375 Brunswick St Fitzroy, VIC 3065
|Opening hours||Wed-Fri 8am-midnight; Sat 9am-midnight; Sun 9am-7pm|
|Features||Bar, Wheelchair access, Family friendly, Breakfast-brunch, Lunch specials, Licensed|
|Prices||Moderate (mains $20-$40)|
|Drinks||Good mid-tier French wines, European and local beers, sakes and whiskies, all paired|
|Phone||0423 694 763|
Friends, in hard, dark times it's important to remember the good in the world. The Halal snack pack has become a hate-fighting symbol of solidarity, and now it's time for cheese to do the same. Arguably, no one needs extra propulsion when raclette and fondue is being tabled – as it is nightly at this cheese shop, bar and kitchen on Brunswick Street – but it's never felt a more vital time to go to Shifty Chevre.
A magnet for French expats, the night we arrive follows that when a truck full of explosives ploughed into a crowd in Nice.
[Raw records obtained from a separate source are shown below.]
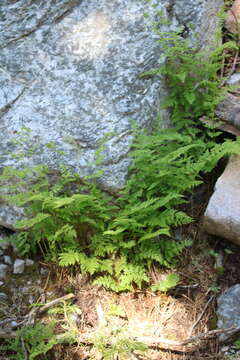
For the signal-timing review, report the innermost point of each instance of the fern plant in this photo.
(116, 240)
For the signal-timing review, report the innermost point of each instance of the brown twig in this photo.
(54, 302)
(201, 315)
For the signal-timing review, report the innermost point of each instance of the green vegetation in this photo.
(116, 241)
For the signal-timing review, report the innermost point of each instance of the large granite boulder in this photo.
(69, 76)
(222, 216)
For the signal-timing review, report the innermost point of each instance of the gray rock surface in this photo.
(222, 216)
(18, 266)
(3, 271)
(228, 310)
(7, 259)
(229, 110)
(29, 262)
(234, 79)
(69, 76)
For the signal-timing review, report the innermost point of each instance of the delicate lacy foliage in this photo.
(37, 340)
(117, 240)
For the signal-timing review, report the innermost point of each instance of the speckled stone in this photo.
(228, 310)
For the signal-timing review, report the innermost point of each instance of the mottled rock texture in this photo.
(222, 216)
(69, 75)
(228, 310)
(232, 22)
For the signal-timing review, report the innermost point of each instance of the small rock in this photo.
(3, 271)
(228, 310)
(234, 79)
(225, 349)
(14, 324)
(7, 259)
(222, 216)
(29, 262)
(3, 297)
(18, 267)
(44, 271)
(232, 22)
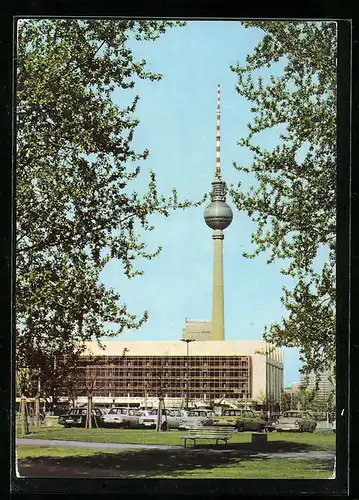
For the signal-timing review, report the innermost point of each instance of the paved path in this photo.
(83, 444)
(128, 446)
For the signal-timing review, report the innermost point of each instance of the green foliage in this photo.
(293, 199)
(75, 207)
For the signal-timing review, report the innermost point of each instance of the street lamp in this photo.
(187, 385)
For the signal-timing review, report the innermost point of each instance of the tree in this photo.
(293, 197)
(75, 208)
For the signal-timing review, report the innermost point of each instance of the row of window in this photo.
(193, 394)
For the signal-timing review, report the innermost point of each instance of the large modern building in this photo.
(140, 372)
(324, 383)
(199, 368)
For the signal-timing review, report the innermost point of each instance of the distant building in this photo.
(326, 382)
(197, 330)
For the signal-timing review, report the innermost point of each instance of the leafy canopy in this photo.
(75, 206)
(293, 197)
It's hard to think of a better place to unpack that horror. Everything about the place – the work of Tom Petty, an architect, his partner Noemie Lacoste, and best friend Alex Whyte, who opened in 2014 after one of those "let's open a bar" nights that actually went right – seems to wind the clock back to the '90s when nights hanging out with single friends didn't involve helping them swipe through Tinder.
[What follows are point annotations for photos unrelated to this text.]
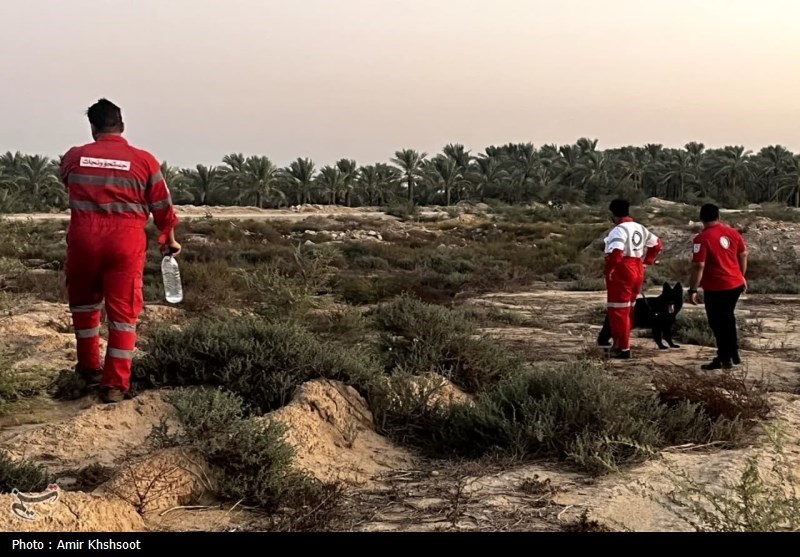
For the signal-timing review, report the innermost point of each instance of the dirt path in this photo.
(245, 213)
(423, 495)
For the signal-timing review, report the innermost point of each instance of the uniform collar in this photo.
(111, 137)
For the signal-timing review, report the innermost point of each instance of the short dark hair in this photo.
(620, 208)
(105, 116)
(709, 213)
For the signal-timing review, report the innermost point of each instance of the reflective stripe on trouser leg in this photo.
(119, 355)
(619, 320)
(86, 323)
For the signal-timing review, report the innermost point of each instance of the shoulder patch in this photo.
(91, 162)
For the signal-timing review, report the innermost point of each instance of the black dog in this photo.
(657, 314)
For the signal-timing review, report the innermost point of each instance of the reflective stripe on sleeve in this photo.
(89, 180)
(108, 207)
(86, 308)
(155, 178)
(163, 204)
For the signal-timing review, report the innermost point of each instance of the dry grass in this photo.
(730, 395)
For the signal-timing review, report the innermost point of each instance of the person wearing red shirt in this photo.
(113, 188)
(630, 247)
(719, 266)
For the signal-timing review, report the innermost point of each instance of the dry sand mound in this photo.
(42, 335)
(334, 436)
(104, 434)
(160, 481)
(72, 512)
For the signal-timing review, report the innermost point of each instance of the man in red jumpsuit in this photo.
(113, 187)
(630, 247)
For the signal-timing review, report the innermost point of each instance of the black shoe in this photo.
(110, 395)
(715, 364)
(621, 354)
(91, 377)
The tall timber tables lining one wall (covered in political cartoons and books) each have in-built coat hooks for winter jackets. The top corner of the room is dedicated to couches and frilly lamps where you roll post-fondue to play Guess Who and Battleship in French. Couples lounge. Friends talk. Everyone is eating too much cheese. Everything is going to be OK.
Dairy in general is having a moment – Big Poppa's is Sydney's new cheese and hip-hop specialist and here, Maker and Monger's grilled cheese sandwiches and raclette are cheesing up every paper and blog in the city.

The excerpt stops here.